Monte Alegre é, talvez, a mais próspera vila do Estado, considerada mesmo a terceira em população e a segunda no tocante aos requisitos exigidos pela Lei para constituir-se em Município como pretende, e será declarado dentro em pouco pela Assembleia Legislativa do Estado.

Não se justifica de modo nenhum, essa reação apaixonada de elementos da Cidade de São José de Mipibu contra uma aspiração tão legitima quão merecida, que, ardentemente acalentada no coração de todos os Montealegrenses, vai ter agora sua objetivação neste grito de liberdade, que ha de ecoar certamente nas plagas verdejantes do seu ubérrimo vale”.[1]

De acordo com o referido jornal eis alguns dados esclarecedores “em que se estribam os filhos de Monte Alegre para pleitear a criação do seu Município”: População da vila, 1.219 habitantes; população do distrito 7.078 habitantes; população do futuro Município de Monte Alegre, de acordo com os limites apresentados no projeto de criação: 15.200 habitantes, ficando ainda o Município de S. José de Mipibu, pois, do desmembramento, com uma população de 20.065 habitantes.[2]

A vila de Monte Alegre

Continuando a campanha justificando a criação do município de Monte Alegre o referido artigo demonstrava que a vila de Monte Alegre era maior do que qualquer uma das seguintes cidades do Estado a época: Apodi, Augusto Severo, Florânia, Ipanguaçu, Jardim de Piranhas, Jardim do Seridó, Jucurutu, Luiz Gomes, Portalegre, São João do Sabugi, São Miguel, São Rafael, São Tomé, Serra Negra do Norte, Taipu, isso segundo  dados apresentados pelo Censo Demográfico de 1950.[3]

Principais melhoramentos da Vila de Monte Alegre

A época do pleito pela criação do município existia em Monte Alegre o  Grupo Escolar Rural João de Paiva, construído pelo Governo Federal, no valor de Cr$ 250.000,00; o Mercado Público, prédio próprio municipal; o Prédio Estadual onde funcionou o Grupo Escolar, servindo  para reuniões sociais; a Cadeia Pública, prédio próprio; o Cemitério Público, todo murado e com 3 portas; a Divulgadora Carlos Gomes, municipal; os Correios e Telégrafos; Agência de Rendas Estaduais; Luz elétrica pública e particular (fornecida por Empresa Particular); o Chafariz Público, municipal; Cartório Judiciário; um gabinete dentário; 20 casas comerciais sendo 6 de tecidos, 2 Padarias, uma farmácia e 11 mercearias; a Igreja Católica, das melhores dos Estado; o serviço de transporte para Natal e outros pontos do Estado, sendo: 1 Ônibus, 2 Caminhões Mistos e 3 simples; o serviço de beneficiamento de algodão, o único do município; 5 fábricas de produção de farinha de mandioca; 7 estábulos, que forneciam leite para a Capital do Estado.[4]

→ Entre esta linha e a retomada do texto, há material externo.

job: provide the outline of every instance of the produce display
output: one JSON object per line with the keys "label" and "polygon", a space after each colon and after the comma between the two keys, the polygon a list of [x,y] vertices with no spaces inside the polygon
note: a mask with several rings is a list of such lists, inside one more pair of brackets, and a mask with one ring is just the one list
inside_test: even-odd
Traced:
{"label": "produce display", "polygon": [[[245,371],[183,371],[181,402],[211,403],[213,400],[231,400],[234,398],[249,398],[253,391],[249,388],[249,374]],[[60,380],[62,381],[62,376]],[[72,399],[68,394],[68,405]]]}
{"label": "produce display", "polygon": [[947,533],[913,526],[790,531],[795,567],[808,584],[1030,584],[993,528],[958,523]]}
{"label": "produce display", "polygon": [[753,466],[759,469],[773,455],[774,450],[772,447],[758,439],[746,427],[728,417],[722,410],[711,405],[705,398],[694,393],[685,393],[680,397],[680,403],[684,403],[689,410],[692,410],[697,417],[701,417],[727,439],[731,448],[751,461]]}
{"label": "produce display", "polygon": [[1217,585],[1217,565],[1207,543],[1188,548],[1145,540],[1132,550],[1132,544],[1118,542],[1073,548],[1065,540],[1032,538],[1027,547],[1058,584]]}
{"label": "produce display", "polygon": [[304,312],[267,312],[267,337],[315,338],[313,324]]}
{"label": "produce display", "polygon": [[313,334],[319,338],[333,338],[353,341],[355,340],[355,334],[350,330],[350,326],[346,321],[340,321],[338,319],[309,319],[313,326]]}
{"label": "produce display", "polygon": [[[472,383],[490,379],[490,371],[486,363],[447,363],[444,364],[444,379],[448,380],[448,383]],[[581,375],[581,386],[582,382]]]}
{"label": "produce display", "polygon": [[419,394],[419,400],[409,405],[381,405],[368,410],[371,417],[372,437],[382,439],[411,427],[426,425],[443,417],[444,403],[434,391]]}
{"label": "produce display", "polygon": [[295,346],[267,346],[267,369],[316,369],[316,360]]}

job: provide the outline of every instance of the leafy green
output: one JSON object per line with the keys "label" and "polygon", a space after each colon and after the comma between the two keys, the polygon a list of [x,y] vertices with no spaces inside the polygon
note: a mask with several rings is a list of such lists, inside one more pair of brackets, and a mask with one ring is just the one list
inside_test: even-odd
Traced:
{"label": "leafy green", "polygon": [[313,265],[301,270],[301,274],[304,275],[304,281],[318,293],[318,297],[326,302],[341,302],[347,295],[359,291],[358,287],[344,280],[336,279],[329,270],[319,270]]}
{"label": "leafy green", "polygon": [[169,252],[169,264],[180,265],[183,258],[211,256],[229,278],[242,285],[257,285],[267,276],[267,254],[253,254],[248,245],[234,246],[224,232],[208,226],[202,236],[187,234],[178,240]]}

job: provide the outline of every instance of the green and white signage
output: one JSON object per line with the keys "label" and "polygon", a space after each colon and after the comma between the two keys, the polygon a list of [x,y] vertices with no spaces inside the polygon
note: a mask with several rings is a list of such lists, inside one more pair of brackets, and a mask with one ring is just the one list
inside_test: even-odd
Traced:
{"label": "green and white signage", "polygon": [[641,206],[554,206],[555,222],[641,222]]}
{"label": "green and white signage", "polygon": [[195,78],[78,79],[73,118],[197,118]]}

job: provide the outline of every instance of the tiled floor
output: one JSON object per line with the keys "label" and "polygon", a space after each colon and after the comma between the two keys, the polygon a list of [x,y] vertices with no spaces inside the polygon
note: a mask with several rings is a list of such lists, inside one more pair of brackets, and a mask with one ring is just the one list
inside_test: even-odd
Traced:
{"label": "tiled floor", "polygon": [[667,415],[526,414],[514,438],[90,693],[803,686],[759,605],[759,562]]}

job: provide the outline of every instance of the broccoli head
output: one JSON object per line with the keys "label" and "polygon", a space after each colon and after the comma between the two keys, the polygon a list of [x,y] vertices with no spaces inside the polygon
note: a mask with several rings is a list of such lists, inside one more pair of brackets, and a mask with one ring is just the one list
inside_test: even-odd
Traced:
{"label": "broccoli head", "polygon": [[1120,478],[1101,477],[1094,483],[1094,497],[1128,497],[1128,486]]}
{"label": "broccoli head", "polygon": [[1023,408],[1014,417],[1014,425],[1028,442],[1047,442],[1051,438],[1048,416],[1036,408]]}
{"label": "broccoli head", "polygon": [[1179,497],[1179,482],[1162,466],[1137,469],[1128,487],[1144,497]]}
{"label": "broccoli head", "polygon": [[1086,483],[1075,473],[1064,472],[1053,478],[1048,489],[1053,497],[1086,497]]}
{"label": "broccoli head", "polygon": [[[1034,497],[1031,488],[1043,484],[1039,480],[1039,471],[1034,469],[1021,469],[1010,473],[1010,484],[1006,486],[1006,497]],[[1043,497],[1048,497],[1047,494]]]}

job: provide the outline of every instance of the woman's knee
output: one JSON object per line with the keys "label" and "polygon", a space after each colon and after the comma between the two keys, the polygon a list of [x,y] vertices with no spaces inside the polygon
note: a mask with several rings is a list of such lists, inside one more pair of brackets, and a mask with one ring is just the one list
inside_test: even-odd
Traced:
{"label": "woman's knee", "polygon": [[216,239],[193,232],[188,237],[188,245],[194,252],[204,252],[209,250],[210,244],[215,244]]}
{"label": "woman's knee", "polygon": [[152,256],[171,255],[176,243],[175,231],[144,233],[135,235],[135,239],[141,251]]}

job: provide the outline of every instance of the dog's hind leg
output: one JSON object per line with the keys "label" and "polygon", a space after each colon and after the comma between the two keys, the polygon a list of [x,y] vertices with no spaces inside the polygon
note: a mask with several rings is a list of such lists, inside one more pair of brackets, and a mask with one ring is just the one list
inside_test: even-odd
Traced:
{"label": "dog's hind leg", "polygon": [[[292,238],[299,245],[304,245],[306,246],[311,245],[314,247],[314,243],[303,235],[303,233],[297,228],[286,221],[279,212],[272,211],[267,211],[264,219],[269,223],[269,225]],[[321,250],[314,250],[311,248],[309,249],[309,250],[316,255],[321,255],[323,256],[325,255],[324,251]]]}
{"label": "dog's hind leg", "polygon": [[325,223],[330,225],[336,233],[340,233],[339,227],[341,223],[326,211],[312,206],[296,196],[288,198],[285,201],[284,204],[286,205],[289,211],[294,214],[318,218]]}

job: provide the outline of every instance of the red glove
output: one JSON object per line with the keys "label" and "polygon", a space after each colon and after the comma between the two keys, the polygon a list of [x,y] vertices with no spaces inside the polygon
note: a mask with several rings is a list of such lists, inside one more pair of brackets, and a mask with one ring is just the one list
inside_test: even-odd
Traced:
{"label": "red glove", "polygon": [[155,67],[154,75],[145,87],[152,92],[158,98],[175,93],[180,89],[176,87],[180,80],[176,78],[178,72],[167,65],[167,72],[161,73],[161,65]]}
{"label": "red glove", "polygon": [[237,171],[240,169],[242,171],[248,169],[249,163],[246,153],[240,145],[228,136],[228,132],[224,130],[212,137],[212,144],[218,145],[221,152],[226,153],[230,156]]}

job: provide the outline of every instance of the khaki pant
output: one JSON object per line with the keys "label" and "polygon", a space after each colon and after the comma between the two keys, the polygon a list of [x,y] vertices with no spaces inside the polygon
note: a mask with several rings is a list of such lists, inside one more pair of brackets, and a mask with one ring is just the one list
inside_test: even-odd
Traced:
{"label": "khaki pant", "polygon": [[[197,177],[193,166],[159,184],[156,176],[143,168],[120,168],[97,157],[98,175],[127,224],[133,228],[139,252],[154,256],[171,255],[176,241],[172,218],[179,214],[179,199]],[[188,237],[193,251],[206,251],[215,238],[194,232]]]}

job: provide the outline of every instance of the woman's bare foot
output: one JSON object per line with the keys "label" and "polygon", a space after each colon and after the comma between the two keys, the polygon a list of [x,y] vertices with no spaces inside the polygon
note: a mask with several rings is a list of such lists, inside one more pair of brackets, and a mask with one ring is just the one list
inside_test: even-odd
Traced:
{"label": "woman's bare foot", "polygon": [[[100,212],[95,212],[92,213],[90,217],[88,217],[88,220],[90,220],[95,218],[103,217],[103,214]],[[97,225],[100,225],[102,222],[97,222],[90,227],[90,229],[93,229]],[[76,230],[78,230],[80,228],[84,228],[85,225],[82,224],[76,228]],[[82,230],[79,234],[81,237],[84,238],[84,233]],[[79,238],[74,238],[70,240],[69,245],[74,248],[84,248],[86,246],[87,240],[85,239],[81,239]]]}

A vila tinha emplacamento métrico em todas as ruas e respectivas casas. Além do mencionado, deve-se ressaltar que a feira de Monte Alegre fornecia os melhores produtos para o consumo público da Capital do Estado, ou seja: carne seca, especial, farinha de mandioca, feijão, milho, batata doce, jerimum, banana, verduras e outros produtos da Região.[5]

Toda a população do Distrito de Monte Alegre estava alerta e em permanente vigília cívica, na expectativa da atuação dos líderes políticos das diversas correntes de opinião, no seio da Assembleia Legislativa do Estado, onde o projeto de criação do novo Município teria a sua marcha vitoriosa.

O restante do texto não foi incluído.